China’s policy makers don’t want to make the same mistakes. In a recent essay, People’s Bank of Governor Yi Gang doubled down on a pledge to stick to conventional monetary policy.

Aware of the hurdles ahead, Powell’s Fed is already conducting a review of strategy, with ECB President Christine Lagarde set to follow. Yet the early signs are that neither will start a revolution and will probably stick to noodling with their inflation targets.

It all means the mantra of monetary heroes saving the world economy -- as labeled by OECD Secretary General Angel Gurria -- needs to pass to their fiscal counterparts.

There are some signs of that happening: Japan on Thursday announced a stimulus package to support growth.

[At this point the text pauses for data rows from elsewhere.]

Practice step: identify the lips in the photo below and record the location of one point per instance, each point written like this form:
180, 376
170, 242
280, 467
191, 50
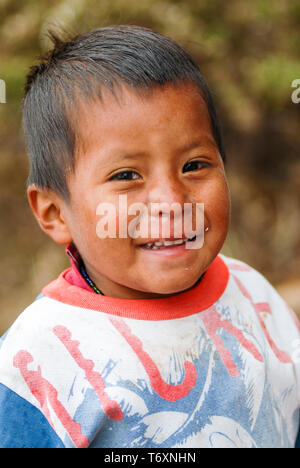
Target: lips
165, 243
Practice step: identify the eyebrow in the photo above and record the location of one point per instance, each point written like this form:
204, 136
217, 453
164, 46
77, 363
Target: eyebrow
183, 149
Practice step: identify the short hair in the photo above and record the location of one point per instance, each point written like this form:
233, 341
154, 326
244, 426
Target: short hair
103, 58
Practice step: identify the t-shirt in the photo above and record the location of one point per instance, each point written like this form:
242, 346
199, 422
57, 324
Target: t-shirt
214, 366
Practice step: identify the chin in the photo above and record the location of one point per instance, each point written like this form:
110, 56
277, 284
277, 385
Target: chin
174, 287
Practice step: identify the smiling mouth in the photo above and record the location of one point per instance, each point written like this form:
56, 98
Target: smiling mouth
163, 244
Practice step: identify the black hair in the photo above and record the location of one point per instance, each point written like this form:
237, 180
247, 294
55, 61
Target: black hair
82, 66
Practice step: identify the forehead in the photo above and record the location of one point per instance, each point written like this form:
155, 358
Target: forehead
130, 119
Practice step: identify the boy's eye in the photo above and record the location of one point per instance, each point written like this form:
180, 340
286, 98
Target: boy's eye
194, 166
125, 175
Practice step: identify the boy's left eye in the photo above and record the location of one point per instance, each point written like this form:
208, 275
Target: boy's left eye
125, 175
194, 166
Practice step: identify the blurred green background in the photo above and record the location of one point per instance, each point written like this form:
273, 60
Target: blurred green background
249, 52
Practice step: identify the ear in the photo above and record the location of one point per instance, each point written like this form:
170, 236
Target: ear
47, 209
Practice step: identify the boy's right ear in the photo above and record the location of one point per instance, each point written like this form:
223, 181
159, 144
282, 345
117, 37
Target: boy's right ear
47, 209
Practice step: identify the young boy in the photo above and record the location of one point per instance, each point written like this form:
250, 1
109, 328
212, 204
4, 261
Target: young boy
150, 340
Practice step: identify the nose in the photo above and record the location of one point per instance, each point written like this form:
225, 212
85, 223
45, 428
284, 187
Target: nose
166, 189
165, 198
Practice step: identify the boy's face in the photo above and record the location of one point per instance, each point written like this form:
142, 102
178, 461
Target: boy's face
153, 149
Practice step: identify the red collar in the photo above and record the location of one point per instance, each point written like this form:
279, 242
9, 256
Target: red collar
71, 288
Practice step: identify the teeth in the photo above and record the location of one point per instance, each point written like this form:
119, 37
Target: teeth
158, 244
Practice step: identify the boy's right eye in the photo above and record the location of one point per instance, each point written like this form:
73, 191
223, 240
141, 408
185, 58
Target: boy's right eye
125, 175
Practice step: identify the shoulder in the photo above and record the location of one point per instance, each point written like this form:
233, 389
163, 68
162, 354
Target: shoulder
249, 288
249, 279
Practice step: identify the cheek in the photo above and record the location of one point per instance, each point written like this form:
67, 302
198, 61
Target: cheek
217, 205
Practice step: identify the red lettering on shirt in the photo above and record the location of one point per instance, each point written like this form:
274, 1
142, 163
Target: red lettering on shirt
164, 390
46, 394
264, 307
213, 322
111, 408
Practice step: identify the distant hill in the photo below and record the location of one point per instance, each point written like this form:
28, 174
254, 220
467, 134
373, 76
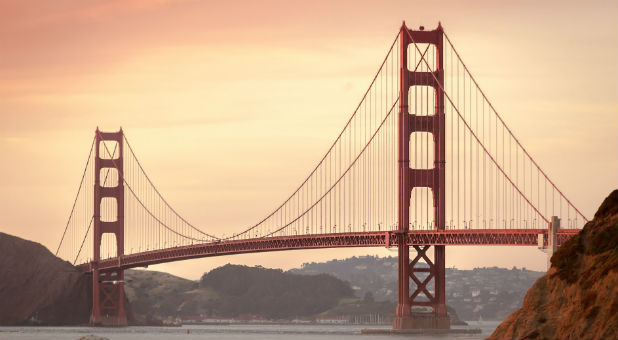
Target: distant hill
578, 297
231, 291
39, 288
491, 293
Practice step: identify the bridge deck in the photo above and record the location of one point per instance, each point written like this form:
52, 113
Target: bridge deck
487, 237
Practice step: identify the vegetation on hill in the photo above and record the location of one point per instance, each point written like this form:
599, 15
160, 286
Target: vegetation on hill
491, 293
578, 297
273, 293
39, 288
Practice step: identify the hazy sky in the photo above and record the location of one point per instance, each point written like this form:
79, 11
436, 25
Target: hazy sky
216, 97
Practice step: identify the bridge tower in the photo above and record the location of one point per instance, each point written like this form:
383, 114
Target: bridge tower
108, 286
428, 178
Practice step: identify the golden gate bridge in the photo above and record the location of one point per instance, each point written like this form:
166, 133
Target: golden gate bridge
424, 160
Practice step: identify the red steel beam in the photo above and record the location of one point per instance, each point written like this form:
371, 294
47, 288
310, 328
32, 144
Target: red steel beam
480, 237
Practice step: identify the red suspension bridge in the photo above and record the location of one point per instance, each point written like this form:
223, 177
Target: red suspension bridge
424, 161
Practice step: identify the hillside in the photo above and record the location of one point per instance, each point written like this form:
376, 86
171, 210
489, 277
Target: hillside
154, 295
578, 297
491, 293
231, 291
37, 287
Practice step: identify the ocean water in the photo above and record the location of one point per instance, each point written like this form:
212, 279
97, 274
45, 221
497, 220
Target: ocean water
259, 332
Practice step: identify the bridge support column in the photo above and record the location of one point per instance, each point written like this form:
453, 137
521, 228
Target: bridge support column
434, 179
108, 286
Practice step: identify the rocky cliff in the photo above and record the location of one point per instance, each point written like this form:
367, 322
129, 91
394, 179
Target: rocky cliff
578, 297
37, 287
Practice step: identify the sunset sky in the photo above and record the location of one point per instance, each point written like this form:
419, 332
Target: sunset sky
217, 97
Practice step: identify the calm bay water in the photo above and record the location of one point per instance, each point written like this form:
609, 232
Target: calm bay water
259, 332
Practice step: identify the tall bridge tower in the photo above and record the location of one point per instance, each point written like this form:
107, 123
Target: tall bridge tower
108, 286
409, 179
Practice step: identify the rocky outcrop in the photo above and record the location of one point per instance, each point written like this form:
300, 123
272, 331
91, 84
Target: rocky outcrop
578, 297
37, 287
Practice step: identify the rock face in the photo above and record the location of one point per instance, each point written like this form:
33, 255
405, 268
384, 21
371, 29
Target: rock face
37, 287
578, 297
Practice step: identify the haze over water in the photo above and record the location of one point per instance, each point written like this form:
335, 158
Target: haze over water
237, 332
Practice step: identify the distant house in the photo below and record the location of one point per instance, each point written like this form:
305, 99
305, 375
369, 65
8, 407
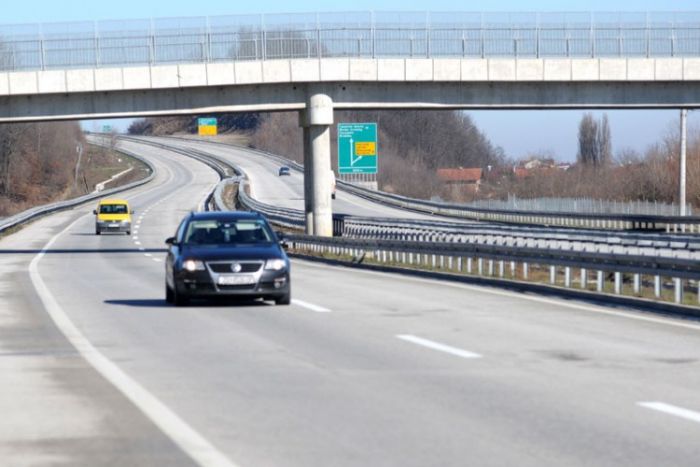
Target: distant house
462, 180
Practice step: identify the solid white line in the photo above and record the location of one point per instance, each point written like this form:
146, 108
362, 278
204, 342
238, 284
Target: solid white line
672, 410
437, 346
183, 435
310, 306
518, 296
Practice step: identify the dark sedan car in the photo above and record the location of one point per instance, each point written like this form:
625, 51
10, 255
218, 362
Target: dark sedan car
226, 254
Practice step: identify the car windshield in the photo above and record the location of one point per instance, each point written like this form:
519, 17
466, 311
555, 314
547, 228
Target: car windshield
113, 209
215, 232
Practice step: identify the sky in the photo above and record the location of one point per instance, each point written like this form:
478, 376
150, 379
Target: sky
519, 133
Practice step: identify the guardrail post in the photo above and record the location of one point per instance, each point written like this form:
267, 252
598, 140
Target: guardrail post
678, 286
657, 286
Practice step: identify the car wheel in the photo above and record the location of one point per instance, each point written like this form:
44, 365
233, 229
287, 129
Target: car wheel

The U.K. election is set to open the door to a return to 1970s-style spending no matter who wins. But budget deficits and political differences mean many governments won’t chip in.

What Bloomberg’s Economists Say...

“The failures of fiscal policy have forced monetary policy first to extremes and now to the brink of exhaustion. When the next downturn comes, it’s Ministries of Finance, not central banks, that will have to provide the solution.”

--Chief Economist Tom Orlik

As if contending with depleted armories and the mountain of debt their decade of easy money has wrought wasn’t enough, new challenges from digital currencies to climate change will test central banks’ ability to stay in control.

“Central bank effectiveness is now challenged by the rise of private cyber-currency,” said Andrew Sheng, China Banking and Insurance Regulatory Commission chief adviser. “This will change the game.”

For now, much depends on how the U.S. and China trade war plays out and what it means for economic growth everywhere.

“If central banks are ‘pushing on a string,’ monetary policy alone will not stave off recession risks or populism,’ Bank of America strategists wrote in a report this month.

--With assistance from Zoe Schneeweiss, Garfield Reynolds and Fergal O'Brien.